On Thu, 4 Apr 2019 at 10:28, Torsten Hauffe <torsten.hau...@gmail.com>
wrote:

> Great point David!
>
> Since Tim was referring to microbial communities, the gjam package is
> similar to mvabund, boral etc. and the microbial example discussed in the
> following paper might be of interest.
>
> https://esajournals.onlinelibrary.wiley.com/doi/full/10.1002/ecm.1241
>
> With that being about R itself, I may go a bit off topic:
> In all those multivariate GLM approaches, is there a way to disentangle
> richness differences (or nestedness) and turnover like we can do with
> pairwise distances?
> (See the inspiring discussion between Carvalho et al. and Baselga et al.;
> summarized in
> http://onlinelibrary.wiley.com/doi/10.1111/geb.12207/abstract
> )
> Since different biological processes may cause these patterns, separating
> richness differences and species turnover is of interest.
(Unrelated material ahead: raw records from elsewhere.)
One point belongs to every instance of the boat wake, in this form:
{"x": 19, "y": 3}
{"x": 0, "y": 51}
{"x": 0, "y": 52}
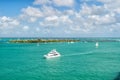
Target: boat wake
{"x": 84, "y": 53}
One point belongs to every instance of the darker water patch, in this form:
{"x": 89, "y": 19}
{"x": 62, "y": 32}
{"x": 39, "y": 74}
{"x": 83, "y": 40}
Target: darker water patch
{"x": 117, "y": 77}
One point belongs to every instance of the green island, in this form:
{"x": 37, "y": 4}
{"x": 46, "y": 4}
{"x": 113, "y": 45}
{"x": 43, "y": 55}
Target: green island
{"x": 42, "y": 40}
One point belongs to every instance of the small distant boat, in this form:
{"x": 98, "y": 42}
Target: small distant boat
{"x": 97, "y": 44}
{"x": 52, "y": 54}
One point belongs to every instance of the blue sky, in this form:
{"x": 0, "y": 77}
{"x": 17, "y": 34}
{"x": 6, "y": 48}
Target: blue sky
{"x": 59, "y": 18}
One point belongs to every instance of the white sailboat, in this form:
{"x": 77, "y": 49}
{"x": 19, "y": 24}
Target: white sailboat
{"x": 52, "y": 54}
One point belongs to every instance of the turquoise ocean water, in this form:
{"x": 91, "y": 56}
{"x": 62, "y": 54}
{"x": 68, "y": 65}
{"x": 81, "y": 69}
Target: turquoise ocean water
{"x": 79, "y": 60}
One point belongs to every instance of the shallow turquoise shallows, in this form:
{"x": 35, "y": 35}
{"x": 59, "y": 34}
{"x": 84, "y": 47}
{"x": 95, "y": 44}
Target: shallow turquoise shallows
{"x": 78, "y": 61}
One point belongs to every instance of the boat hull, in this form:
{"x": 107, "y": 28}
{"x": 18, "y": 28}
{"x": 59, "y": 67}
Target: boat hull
{"x": 46, "y": 56}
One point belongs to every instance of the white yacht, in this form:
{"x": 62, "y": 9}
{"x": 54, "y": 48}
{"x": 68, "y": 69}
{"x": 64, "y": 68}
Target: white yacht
{"x": 52, "y": 54}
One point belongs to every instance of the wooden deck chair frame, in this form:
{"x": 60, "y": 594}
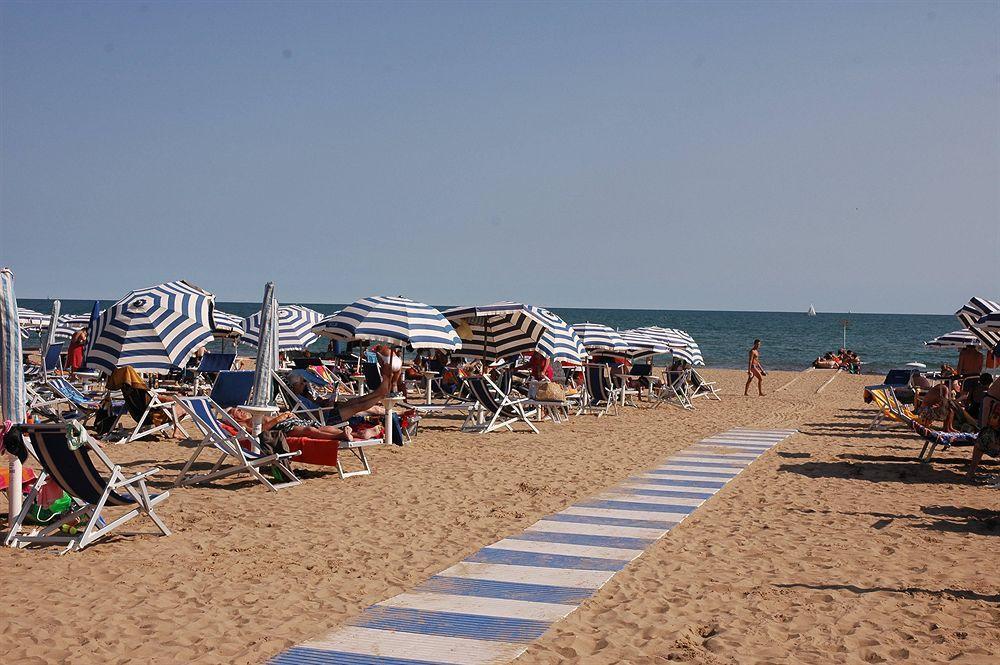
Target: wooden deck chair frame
{"x": 703, "y": 388}
{"x": 96, "y": 523}
{"x": 590, "y": 403}
{"x": 503, "y": 412}
{"x": 207, "y": 416}
{"x": 675, "y": 391}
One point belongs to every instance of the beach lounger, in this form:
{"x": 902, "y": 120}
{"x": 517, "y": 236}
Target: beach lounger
{"x": 93, "y": 494}
{"x": 601, "y": 395}
{"x": 209, "y": 417}
{"x": 675, "y": 390}
{"x": 494, "y": 408}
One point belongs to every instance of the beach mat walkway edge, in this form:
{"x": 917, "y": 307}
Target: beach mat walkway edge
{"x": 491, "y": 606}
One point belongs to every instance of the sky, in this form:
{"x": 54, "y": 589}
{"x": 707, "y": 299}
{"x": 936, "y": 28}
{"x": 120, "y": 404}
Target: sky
{"x": 747, "y": 156}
Maybe the the row
> effect in those multivariate GLMs could be estimated as response to
> environmental predictors?
>
> Cheers,
> Torsten
>
>
>
> On Thu, 4 Apr 2019 at 01:19, David Warton <david.war...@unsw.edu.au>
> wrote:
>
> > Hi Tim,
> > Yes you are right this is an issue, BC (and other distance metrics) are
> > sensitive to sampling intensity, which is often an artefact of the
> sampling
> > technique.  Transformation is not a great solution to the problem - it
> > works imperfectly and will have different effects depending on the
> > properties of your data.  There are lots of different types of datasets
> out
> > there, each with different properties, and different behaviours under
> > different transformation/standardisation strategies, so there is no
> > one-transformation-suits-all solution.  An illustration of this (in the
> > case of row standardisation) is in the below paper:
> >
> > https://besjournals.onlinelibrary.wiley.com/doi/10.1111/2041-210X.12843
> >
> > The strategy I would advise here is to go a very different route and
> build
> > a statistical model for the data.  You can then include row effects in
> the
> > model to handle variation in sampling intensity across rows of data
> (along
> > the lines of equation 2 of the above paper).  Or if the magnitude of the
> > variation in sampling intensity is known (e.g. it is due to changes in
> > sizes of quadrats used for sampling, and quadrat size has been recorded),
> > then the standard approach to handle this is to add an offset to the
> > model.  There is plenty of software out there that can fit suitable
> > statistical models with row effects (and offsets) for this sort of data,
> > including the mvabund, HMSC, boral, and gllvm packages on R.
> Importantly,
> > these packages come with diagnostic tools to check that the analysis
> > approach adequately captures key properties of your data - an essential
> > step in any analysis.
> >
> > All the best
> > David
> >
> >
> > Professor David Warton
> > School of Mathematics and Statistics, Evolution & Ecology Research
> Centre,
> > Centre for Ecosystem Science
> > UNSW Sydney
> > NSW 2052 AUSTRALIA
> > phone +61(2) 9385 7031
> > fax +61(2) 9385 7123
> >
> > http://www.eco-stats.unsw.edu.au
> >
> >
> >
> > ----------------------------------------------------------------------
> >
> > Date: Tue, 2 Apr 2019 17:15:45 +0200
> > From: Tim Richter-Heitmann <trich...@uni-bremen.de>
> > To: r-sig-ecology@r-project.org
> > Subject: [R-sig-eco] interpreting ecological distance approaches (Bray
> >         Curtis after various data transformation)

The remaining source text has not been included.